Romy Schneider, La Contradictoire.

L’était pas si légère, la Schneider. Semblait comme ça, tellement riante, oie blanche matinée alpes bavaroises, sissifiée, mythifiée. C’tait mal la connaître, la p’tite Schneider. L’avait besoin d’absolu, d’amour intense, d’héroïnes déchues. Regard d’eau-vive, douceur trouble, mais clope au bec façon mec.

Chez Sautet : murmurante, pudeur, retenue. Tout à coup Zulaswski, Granier-Deferre, Enrico : torrent, ruades, chaos. A la ville tantôt solaire, tantôt spleen.

L’était pas simple, air carrément jamais content. Sans crier gare dans ses yeux le ciel, puis le sourire ‘vec tout le bonheur de la terre. Plongeait dans l’oubli, bleu piscine, bleu Rosalie. Puis le gris, mort en direct, garde à vue, fantôme d’amour.

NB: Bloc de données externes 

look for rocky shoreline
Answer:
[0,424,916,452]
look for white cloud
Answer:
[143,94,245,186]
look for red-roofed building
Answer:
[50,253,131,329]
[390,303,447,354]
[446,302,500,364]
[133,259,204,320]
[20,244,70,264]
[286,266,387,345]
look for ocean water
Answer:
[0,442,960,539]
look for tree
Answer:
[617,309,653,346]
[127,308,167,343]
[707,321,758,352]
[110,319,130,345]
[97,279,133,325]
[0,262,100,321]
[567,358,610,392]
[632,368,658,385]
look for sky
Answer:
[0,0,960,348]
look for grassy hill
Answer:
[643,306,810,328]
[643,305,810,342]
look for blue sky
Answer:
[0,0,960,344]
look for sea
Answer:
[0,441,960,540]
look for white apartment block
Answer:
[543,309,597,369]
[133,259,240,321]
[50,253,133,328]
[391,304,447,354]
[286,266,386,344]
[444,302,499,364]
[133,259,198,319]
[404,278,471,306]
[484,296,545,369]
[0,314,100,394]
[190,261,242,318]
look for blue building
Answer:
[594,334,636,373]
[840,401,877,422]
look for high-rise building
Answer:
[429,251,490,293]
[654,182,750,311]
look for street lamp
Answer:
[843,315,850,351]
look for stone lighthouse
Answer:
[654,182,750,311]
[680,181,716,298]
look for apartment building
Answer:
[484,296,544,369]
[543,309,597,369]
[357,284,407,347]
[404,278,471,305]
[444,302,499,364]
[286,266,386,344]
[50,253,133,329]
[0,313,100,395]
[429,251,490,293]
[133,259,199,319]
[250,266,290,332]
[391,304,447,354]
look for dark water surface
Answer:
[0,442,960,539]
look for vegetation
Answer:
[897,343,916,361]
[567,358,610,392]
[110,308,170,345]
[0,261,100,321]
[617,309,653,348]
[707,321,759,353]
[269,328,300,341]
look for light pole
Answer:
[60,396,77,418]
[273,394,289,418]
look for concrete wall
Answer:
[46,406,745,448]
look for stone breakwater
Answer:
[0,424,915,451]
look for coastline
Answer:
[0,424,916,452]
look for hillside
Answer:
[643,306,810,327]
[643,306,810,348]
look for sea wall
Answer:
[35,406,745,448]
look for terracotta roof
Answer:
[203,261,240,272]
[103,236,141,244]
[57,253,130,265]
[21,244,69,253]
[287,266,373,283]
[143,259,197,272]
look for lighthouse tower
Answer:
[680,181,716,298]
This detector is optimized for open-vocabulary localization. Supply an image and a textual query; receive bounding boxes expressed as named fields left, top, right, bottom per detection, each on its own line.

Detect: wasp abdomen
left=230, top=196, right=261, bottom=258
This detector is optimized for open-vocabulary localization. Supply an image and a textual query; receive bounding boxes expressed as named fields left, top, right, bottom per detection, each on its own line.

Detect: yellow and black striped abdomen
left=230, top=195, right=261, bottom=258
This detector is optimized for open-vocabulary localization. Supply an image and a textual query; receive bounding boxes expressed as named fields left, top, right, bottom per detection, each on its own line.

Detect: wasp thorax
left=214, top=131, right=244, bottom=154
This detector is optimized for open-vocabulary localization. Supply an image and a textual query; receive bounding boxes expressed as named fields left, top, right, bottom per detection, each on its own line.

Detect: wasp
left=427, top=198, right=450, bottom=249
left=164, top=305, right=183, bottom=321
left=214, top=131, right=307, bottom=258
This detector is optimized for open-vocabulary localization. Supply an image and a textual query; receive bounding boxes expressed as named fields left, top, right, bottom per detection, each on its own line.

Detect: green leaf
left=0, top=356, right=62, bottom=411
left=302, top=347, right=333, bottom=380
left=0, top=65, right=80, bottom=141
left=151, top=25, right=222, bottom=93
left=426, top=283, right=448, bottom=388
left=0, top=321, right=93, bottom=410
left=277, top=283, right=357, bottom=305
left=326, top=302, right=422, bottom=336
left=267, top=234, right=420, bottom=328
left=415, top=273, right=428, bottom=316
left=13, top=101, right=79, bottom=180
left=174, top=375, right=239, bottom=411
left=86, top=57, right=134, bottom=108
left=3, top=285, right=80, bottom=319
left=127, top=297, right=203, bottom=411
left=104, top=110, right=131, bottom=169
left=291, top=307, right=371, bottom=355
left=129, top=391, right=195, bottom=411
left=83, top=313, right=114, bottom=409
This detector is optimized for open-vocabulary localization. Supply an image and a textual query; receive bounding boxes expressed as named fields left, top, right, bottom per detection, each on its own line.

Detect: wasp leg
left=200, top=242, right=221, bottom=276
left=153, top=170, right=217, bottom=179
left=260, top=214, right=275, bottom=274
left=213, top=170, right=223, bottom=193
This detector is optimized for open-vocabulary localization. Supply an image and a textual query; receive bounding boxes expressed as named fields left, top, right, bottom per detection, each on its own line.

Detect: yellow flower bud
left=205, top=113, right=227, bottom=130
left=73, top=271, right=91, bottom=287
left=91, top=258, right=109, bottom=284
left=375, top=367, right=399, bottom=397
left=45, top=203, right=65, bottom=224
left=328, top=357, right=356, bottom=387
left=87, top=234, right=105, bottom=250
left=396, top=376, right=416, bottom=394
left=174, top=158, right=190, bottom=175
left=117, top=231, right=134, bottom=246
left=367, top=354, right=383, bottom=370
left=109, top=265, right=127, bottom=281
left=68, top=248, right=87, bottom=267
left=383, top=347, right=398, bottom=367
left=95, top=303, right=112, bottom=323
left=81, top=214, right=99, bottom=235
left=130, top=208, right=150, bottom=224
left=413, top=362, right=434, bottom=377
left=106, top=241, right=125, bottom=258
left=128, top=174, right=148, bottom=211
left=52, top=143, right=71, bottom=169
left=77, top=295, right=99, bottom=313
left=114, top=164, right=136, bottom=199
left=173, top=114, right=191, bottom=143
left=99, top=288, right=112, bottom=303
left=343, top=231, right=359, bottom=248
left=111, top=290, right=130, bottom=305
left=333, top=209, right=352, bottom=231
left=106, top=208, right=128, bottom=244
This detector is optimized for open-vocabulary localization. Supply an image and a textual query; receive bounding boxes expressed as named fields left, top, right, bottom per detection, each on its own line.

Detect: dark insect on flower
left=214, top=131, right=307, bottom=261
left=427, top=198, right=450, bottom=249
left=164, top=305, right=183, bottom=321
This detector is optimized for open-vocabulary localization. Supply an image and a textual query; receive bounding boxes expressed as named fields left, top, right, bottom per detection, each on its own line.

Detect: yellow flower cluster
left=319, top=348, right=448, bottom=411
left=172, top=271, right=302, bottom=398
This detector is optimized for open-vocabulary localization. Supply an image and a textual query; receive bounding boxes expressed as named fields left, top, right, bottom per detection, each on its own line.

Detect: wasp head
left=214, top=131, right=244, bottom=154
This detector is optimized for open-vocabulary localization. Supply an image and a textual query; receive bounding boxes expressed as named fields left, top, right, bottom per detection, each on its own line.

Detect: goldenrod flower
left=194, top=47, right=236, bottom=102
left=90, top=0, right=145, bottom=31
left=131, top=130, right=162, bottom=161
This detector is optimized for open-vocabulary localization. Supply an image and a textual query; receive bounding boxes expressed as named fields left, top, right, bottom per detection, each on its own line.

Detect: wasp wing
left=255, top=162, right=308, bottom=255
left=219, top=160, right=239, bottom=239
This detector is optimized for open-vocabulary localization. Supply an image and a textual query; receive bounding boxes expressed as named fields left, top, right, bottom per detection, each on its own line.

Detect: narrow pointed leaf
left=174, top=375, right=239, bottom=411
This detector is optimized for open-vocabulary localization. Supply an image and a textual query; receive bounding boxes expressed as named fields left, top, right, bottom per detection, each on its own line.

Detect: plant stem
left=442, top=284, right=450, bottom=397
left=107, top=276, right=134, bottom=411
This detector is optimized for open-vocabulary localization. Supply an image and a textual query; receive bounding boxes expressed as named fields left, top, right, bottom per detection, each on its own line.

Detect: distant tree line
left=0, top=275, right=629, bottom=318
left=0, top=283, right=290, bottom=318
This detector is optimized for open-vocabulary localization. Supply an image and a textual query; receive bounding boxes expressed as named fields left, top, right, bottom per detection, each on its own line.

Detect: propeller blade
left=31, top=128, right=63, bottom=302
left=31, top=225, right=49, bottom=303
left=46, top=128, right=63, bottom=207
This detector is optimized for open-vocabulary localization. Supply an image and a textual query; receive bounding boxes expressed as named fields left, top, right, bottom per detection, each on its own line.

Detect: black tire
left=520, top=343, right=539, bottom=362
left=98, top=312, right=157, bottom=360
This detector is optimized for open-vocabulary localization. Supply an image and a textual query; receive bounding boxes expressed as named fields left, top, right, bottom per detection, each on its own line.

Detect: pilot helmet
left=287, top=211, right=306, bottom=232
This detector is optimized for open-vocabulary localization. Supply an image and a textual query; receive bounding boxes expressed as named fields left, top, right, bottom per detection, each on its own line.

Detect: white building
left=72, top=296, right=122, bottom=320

L’était rongée, la germanique. Tourments allemands. Nazis dévorant. Se sentait Boche, se sentait moche. Coupable, caboche. Alors champagne, alors rouge sur blanc, tout foutait l’camp. L’était La Schneider, loge impénétrable, recluse, tremblante. L’était Rominette, : implorante, contrite, camarade tourbillonnante.

Tantôt kilo d’plomb, tantôt kilo d’plumes. Tantôt ange, tantôt enclume. L’était pas fine, un brin garçon, poignée franche, bouteille versée façon bier des tavernes. Pouvait être charme, main à baiser tendue gracieuse, sourire enchanté, tinté perlé.

Die Schneiderin. Abysses danubiens, brutalité de Ruhr. Français teinté porcelaine de Saxe, allemand troublant, attendrissant.

Kaput, caricatural choral ‘Papy fait de la Résistance’.

Un grand écart. Vienne-Paris. Sorte de Dakar, Dakar noir.

Contradictoire.

23 Septembre 1938, geboren in Wien, Anschluss, ville noire, valses au placard.

29 Mai 1982, auf wiedersehen Paris, ville-lumières, printemps joli.